Written and directed by Elena Viklova, the 2023 short ‘Intern’ stars Isaac Jay, Richard Riehle, Arianna Papalexopoulos, Greg Smith and others. The film chronicles an intern’s last day at a corporate firm as he comes across unexpected challenges.

Isaac Jay stars as an intern at a big unnamed firm, hoping to make it to an interview on his final day with upper management in order to secure a job. However, the intern is in for the fight of his life as the process will be anything but simple. As increasingly bizarre obstacles come his way, the intern begins to question everyone and everything.

Part of the reason the ‘Intern’ works really well is that it taps into the current social movement of the working class turning against the capitalists. The mask is off; corporations are evil and workers are increasingly apprised of this fact that companies only exist to make money at the expense of everything else. Morality, kindness and respect have been thrown out the window and the worker only exists to contribute to the buckets of profit that the capitalist is expected to make. It is within this malevolent world that our innocent little protagonist gets his first taste of life beyond the curtain and like most, he too will succumb to the allure of corporate life, signing everything he holds dear away with the stroke of a pen.

The acting is fantastic across the board. The star of the show is Isaac Jay as the confused, erratic intern Seth. Seth wants nothing more than to be given an opportunity to serve but is faced with challenge after challenge as a seemingly indifferent company culture takes its toll on his mental health. On the other end of the spectrum is the CEO, played to perfection by Richard Riehle. Between the CEO and Seth lay a minefield of employees, all of whom are casted to perfection. Every single cast member plays his or her part masterfully here as Viklova’s part satire-part dramedy comes to life in thunderous applause.
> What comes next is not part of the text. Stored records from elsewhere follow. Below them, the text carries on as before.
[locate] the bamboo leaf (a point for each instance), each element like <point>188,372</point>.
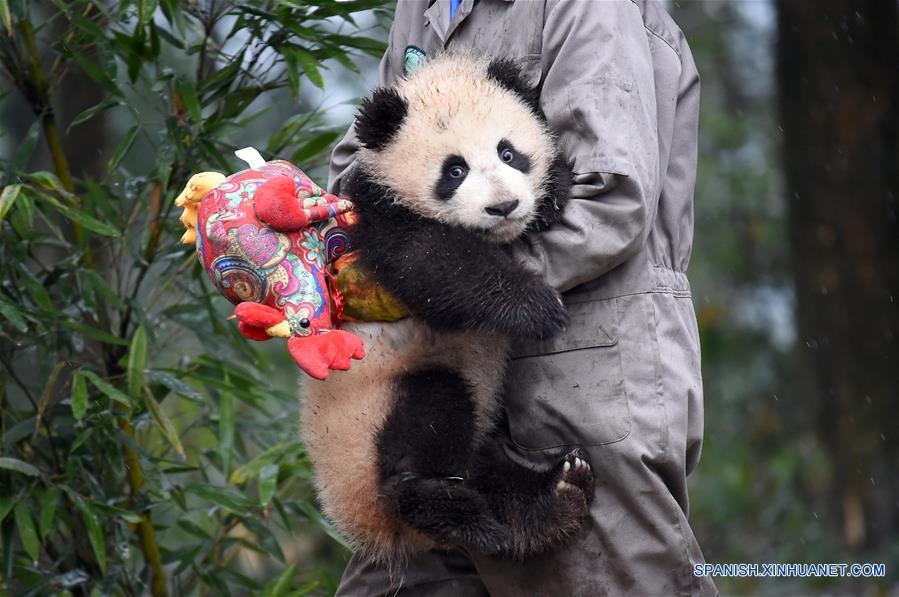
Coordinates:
<point>191,100</point>
<point>137,362</point>
<point>226,430</point>
<point>320,521</point>
<point>14,316</point>
<point>49,505</point>
<point>282,585</point>
<point>122,148</point>
<point>9,195</point>
<point>6,16</point>
<point>6,506</point>
<point>14,464</point>
<point>227,498</point>
<point>268,483</point>
<point>164,423</point>
<point>308,63</point>
<point>94,530</point>
<point>77,216</point>
<point>108,390</point>
<point>27,532</point>
<point>79,396</point>
<point>274,454</point>
<point>98,335</point>
<point>93,111</point>
<point>46,395</point>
The perfect acting is only made better by a razor sharp script that punches up the subtext about corporate culture in the US. Employing a mix of subtle comedy, drama and everything in between, it is the screenplay that really drives home the point the director is trying to make. With just the perfect amount of exposition, Viklova is able to convey a range of points to the audience without coming across as heavy handed. It is in the script’s ability to perfectly balance things that do not normally work in tandem is where true brilliance is found. 
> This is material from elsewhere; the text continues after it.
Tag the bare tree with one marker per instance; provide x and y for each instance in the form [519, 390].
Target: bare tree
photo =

There is something interesting about the cinematography as well. The office is dark, probably alluding to the depressing nature of corporate jobs that employees find themselves in. In contrast, the upper floor where the CEO resides, alludes to heaven in its all white and perfectly minimal setting. Every employee strives to make the journey from darkness to light and in the process, realises the truth about the company as a whole. There is no merit, no logic to this transition, the only thing that truly matters is how loyal you are to the company and how far you are willing to go for it. Like all others, Seth too succumbs to the choice offered and the story resets when he finds another intern, like him, waiting to make the journey above.

Since Viklova wrote the script, she is the perfect person to direct this story. She knows the nuances of the story inside out and thus, the film turns out much better as compared to if someone else had directed it. The pacing is perfect, ensuring that the audience never gets bored in the slightest. Equally impressive is Viklova’s ability to find a twisted sense of humour in even the most adverse conditions, one that plays well to the film’s subversive themes.

Intern is therefore an interesting beast. Both a satire of corporate culture and a deep dive into the insanity of modern work, the film makes you think about a lot of things. Are we merely modern slaves with ties and offices? Have we bargained our morality for a better lifestyle? Will capitalists ever stop exploiting the working class? Whatever the answers to these questions might be, there is one thing we can all agree on. Intern is a fantastic short film which fires on all cylinders. The film is a testament to the creative prowess of Elena Viklova and we hope to see Viklova tackle many more films in the near future.